Be that as it may, McKinstry’s full name was Thomas Henry McKinstry. He was born 12 April 1844 near Mercersburg, Pennsylvania, a son of John and Anna Mary (Work) McKinstry. The McKinstrys were a Scots-Irish family that came from Ireland in 1773 and settled in Pennsylvania. Thomas’ father John came to Tazewell County in 1855 and settled in the Delavan area.

His published obituary as well as census records show that McKinstry married Olive Hortense Ellis (1857-1945) on 23 Nov. 1875, but no children are recorded, so if there were any children they did not survive infancy or childhood. McKinstry died in Delavan on 12 May 1928 and was buried in Prairie Rest Cemetery there. His widow Hortense died 5 July 1945 in Pekin and was buried next to her late husband.

McKinstry’s obituary, which was was published in the Bloomington Pantagraph on 15 May 1928, provides a helpful biographical sketch of his life and career:

“DELAVAN, May 15. – Services for T. H. McKinstry, who died at his home in this city at 10:20 o’clock Sunday evening, were held from his home at 2:30 o’clock Tuesday afternoon. Rev. W. M. Clarke, pastor of the Presbyterian church, of which the deceased was a member, conducted the services at the home, and the Masons, of which order Mr. McKinstry was a member, had charge at Prairie Rest cemetery.

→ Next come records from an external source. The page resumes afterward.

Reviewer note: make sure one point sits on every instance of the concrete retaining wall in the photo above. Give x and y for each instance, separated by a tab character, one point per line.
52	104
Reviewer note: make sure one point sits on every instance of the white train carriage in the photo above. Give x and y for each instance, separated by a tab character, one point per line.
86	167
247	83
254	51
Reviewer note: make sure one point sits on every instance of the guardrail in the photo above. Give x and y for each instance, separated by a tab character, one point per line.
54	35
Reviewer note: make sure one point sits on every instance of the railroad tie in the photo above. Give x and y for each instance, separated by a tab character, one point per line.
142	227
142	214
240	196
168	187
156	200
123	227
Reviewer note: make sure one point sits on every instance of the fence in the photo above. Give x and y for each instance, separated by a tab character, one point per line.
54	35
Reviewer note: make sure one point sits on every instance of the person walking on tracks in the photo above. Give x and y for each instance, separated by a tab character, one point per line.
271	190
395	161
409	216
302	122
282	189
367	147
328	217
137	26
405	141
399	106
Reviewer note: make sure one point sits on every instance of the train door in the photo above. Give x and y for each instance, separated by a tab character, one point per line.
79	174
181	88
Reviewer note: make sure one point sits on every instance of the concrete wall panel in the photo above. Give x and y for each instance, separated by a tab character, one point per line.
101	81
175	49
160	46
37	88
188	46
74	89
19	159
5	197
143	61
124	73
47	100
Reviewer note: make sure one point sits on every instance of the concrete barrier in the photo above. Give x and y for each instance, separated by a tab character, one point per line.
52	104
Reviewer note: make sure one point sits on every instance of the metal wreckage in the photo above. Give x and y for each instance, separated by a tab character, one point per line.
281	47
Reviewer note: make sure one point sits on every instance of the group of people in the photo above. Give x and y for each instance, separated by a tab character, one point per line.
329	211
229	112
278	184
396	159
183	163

“Thomas Henry McKinstry was born near Mercersbur (sic), Pa., April 12, 1844. He was a son of John and Anna Mary (Work) McKinstry. He came to Delavan when 11 years old. He attended Lombard college, Galesburg, and later became a pharmacist, employed in Iowa City, Iowa. He returned to Delavan and for several years assisted his father in the milling business. Following this he was engaged at his profession in a drug store in Williamsburg, Kans.

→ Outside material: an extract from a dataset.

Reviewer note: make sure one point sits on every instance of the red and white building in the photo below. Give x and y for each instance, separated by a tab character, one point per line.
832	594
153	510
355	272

“About 41 years ago he returned to this city and entered the employ of the late Dr. Archibald Maclay, for whom he worked for more than 30 years, and for a short time following for D. L. Row. Because of poor health he has not been actively engaged in work for several years. Nov. 23, 1875, Mr. McKinstry was married to Miss Hortense Ellis at Marion, Ohio, who survives. For a short while following his marriage he was employed in Bucyrus, Ohio.”

It is noteworthy that his obituary does not mention his business in Pekin during the 1870s. The fact that his Pekin drug store apparently didn’t last very long indicates that it was not successful. The obituary also indicates that McKinstry had returned to Delavan in or by 1887 – so perhaps the Pekin carpenter Thomas “McKinistry” in the 1887 Pekin directory is the same person as Thomas Henry McKinstry, druggist or pharmacist.

Though we are able to learn a great deal about McKinstry, unfortunately his erstwhile partner J. McSkimin remains a mystery. Census records show a McSkimin family in Peoria, but whether McKinstry’s partner came from that family is quite uncertain, for the Peoria McSkimins do not seem to have arrived in Central Illinois until the 1880s. Of that family we find James McSkimin (1845-1891), a child of Scots-Irish immigrants, buried in Springdale Cemetery in Peoria alongside his wife Maria Violetta (Whittemore) McSkimin (1846-1922), but we can’t be sure if he is our J. McSkimin.

There is also a Pekin family that has spelled its name variously as Meskimin or Meskimen, etc. (forms of the Scottish surname McSkimin), who were presumably distant cousins of McKinstry’s partner, but they arrived in Pekin much later than the 1870s. Hopefully future research will reveal the identity of the junior partner in this firm of McKinstry & McSkimin.